About the job
Title: Site Reliability Engineer - I, Product Area Focus
Location: Noida (Hybrid)
Role Overview
As a Site Reliability Engineer, you will take ownership of product availability, the most critical feature, by consistently aiming for operational excellence in Sumo Logic’s comprehensive observability and security products. Collaborate with a worldwide SRE team to implement projects aligned with your specific product area reliability roadmap. Your efforts will focus on optimizing operations, enhancing the efficiency of cloud resource utilization and developer time, fortifying security measures, and accelerating feature development for our engineering teams.
Key Responsibilities
- Support engineering teams within your product area by developing and executing a reliability roadmap that identifies opportunities for improvement in reliability, maintainability, security, efficiency, and velocity.
- Work in collaboration with development infrastructure, Global SRE, and product area engineering teams to establish and refine your reliability roadmap continually.
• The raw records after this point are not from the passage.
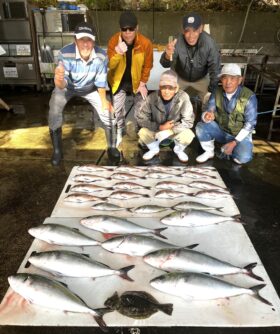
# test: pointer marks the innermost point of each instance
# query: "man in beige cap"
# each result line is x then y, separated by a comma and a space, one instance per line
230, 119
166, 113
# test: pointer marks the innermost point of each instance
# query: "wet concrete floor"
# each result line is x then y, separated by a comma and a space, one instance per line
30, 187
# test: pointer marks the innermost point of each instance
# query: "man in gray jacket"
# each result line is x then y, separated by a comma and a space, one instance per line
167, 113
194, 56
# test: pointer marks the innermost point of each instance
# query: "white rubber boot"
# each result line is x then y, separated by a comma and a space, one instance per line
153, 150
179, 151
208, 147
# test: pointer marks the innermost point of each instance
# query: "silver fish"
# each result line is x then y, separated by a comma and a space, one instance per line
71, 264
88, 178
194, 205
159, 175
146, 209
211, 194
197, 175
169, 185
52, 294
128, 186
114, 225
125, 176
121, 194
194, 218
61, 235
169, 194
88, 188
194, 286
189, 260
129, 169
107, 207
82, 198
93, 168
206, 185
136, 245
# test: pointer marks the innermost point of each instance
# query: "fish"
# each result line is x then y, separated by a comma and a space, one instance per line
197, 175
147, 209
211, 194
195, 218
137, 304
129, 169
46, 292
194, 205
93, 168
62, 235
206, 185
128, 186
88, 178
107, 207
169, 185
71, 264
159, 175
169, 194
82, 198
88, 188
125, 176
198, 287
114, 225
136, 245
189, 260
121, 194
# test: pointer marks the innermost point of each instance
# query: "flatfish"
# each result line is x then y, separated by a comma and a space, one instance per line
137, 304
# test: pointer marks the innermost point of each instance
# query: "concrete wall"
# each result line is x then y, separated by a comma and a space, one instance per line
260, 32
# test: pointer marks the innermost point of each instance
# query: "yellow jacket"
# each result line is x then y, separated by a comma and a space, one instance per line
142, 62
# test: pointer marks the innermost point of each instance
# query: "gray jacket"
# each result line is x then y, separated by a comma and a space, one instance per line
193, 63
152, 114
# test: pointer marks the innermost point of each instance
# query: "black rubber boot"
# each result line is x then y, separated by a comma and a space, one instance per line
56, 136
111, 137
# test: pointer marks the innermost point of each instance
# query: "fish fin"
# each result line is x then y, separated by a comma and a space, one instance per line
158, 230
256, 290
166, 308
249, 268
98, 318
191, 246
123, 273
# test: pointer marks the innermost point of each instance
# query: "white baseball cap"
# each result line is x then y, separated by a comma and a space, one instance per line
230, 69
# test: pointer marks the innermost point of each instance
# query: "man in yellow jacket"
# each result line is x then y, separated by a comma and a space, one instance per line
130, 61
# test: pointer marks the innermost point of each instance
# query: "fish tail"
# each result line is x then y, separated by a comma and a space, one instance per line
158, 232
256, 290
98, 317
249, 271
166, 308
123, 273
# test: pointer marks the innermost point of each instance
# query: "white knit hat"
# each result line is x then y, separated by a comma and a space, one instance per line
230, 69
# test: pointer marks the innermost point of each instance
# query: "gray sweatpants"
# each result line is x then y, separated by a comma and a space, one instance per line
59, 99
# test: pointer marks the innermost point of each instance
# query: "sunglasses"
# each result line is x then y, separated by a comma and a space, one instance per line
167, 87
128, 28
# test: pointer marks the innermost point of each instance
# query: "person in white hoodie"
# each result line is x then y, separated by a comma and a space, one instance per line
229, 119
166, 113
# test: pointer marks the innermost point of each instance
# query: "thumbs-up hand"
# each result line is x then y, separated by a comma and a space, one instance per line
121, 47
59, 74
170, 48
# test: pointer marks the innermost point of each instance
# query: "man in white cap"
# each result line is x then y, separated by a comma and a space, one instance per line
166, 113
81, 71
230, 118
194, 56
- Engage in defining, evolving, and managing Service Level Objectives (SLOs) across multiple teams within your product area.
- Participate in on-call rotations to gain insights into operational workloads, enabling you to enhance the on-call experience and reduce operational burdens associated with microservices and related components.
- Lead projects aimed at optimizing the on-call experience for engineering teams.
- Develop code and automation solutions to alleviate operational workloads, boost efficiency, enhance security, eliminate toil, and empower Sumo’s developers to expedite feature delivery.
- Collaborate closely with developer infrastructure teams to accelerate the adoption of tools that support your reliability roadmap by identifying needs within supported engineering teams and contributing features and bug fixes as required.
- Scale systems sustainably through automation and advocate for changes that enhance reliability and development velocity.
- Drive root cause analysis and issue resolution collaboratively with teams.
- Thrive in a fast-paced iterative environment.